Título: Lições da rebelião
Autor:
Fonte: Jornal do Brasil, 16/02/2005, Opinião, p. A10

A histórica, surpreendente e fragorosa derrota do PT e do governo Lula na eleição para a presidência da Câmara dos Deputados expressa não só a insatisfação do Legislativo com a articulação política do Palácio do Planalto. Constitui também um recado eloqüente para o presidente e aliados: a continuidade do projeto petista de poder está ameaçada. Trata-se de uma mensagem a ser levada em conta, pois evidencia a fragilidade da condução política do governo. Em outras palavras: a retumbante vitória de Severino Cavalcanti (PP-PE) - que se soma a sucessivos reveses e abalos governistas sofridos nos últimos dois anos no Congresso - mostra ao Planalto e ao PT que, se continuarem jogando politicamente de forma inepta, a candidatura de Luiz Inácio Lula da Silva está em risco. Alguns problemas justificam a ameaça. Além do abalo simbólico (foi a primeira derrota de um candidato oficial do governo à presidência da Câmara, uma tradição na Casa), a vitória de Cavalcanti põe em xeque a divisão de poderes entre os ministros Aldo Rebelo e José Dirceu. Há um ano os dois batem cabeça na articulação política do Planalto. Há um ano se anulam nos bastidores de Brasília. Dividido entre duas candidaturas (o oficial, Luiz Eduardo Greenhalgh, e o dissidente, Virgílio Guimarães), rachado pelas acentuadas divergências em relação aos rumos do governo, o PT sai ferido com as lutas internas. Mais: amanheceu a terça-feira escorraçado da Mesa Diretora. Não ocupará nenhuma das sete secretarias - que dão visibilidade política e maior poder de negociação.

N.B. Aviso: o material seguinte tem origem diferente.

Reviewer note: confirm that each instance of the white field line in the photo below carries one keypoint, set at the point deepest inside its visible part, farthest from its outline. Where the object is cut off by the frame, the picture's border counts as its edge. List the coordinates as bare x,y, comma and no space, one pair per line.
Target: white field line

Sem o controle sobre as mesas, a despeito de todos os discursos em torno da independência dos poderes, governo algum é capaz de tocar sua pauta legislativa. Apesar dos evidentes prejuízos, contudo, não é impossível que os rumos da eleição da Câmara sejam decorrentes de um cálculo político do governo. A Casa, afinal, será conduzida nos próximos dois anos por um nome do chamado baixo clero, que fez carreira no pior tipo de conservadorismo e em negociações miúdas, pouco edificantes - para dizer o mínimo.

A lista de benesses prometidas por Severino Cavalcanti é extensa. A pauta de campanha resumiu-se a interesses corporativos escancarados. ''Não tenho medo de enfrentar de peito aberto o problema da remuneração parlamentar'', disse, no último discurso antes da votação. Agora comandará um orçamento maior do que a maior das capitais brasileiras. Uma Câmara mais interessada nas próprias mordomias do que em discutir e aprovar mudanças substantivas requeridas pela sociedade pode transformar-se num álibi para eventuais fracassos no restante do mandato do presidente Lula.

Convém torcer para que não passe de uma fantasia maquiavélica. Que a sensatez prevaleça. No Planalto e no Congresso. Afinal, a eleição de Severino Cavalcanti e Renan Calheiros (vitorioso numa eleição tranqüila no Senado) não ajuda a melhorar a já rasurada imagem do mais democrático dos poderes. Um pertence ao PP de Paulo Maluf. Outro tem na biografia o título pouco vistoso de egresso da República de Collor. Caberá a ambos orquestrar os passos de deputados e senadores e negociar com o governo uma extensa e necessária agenda parlamentar - ainda que sejam um retrato de uma rebelião.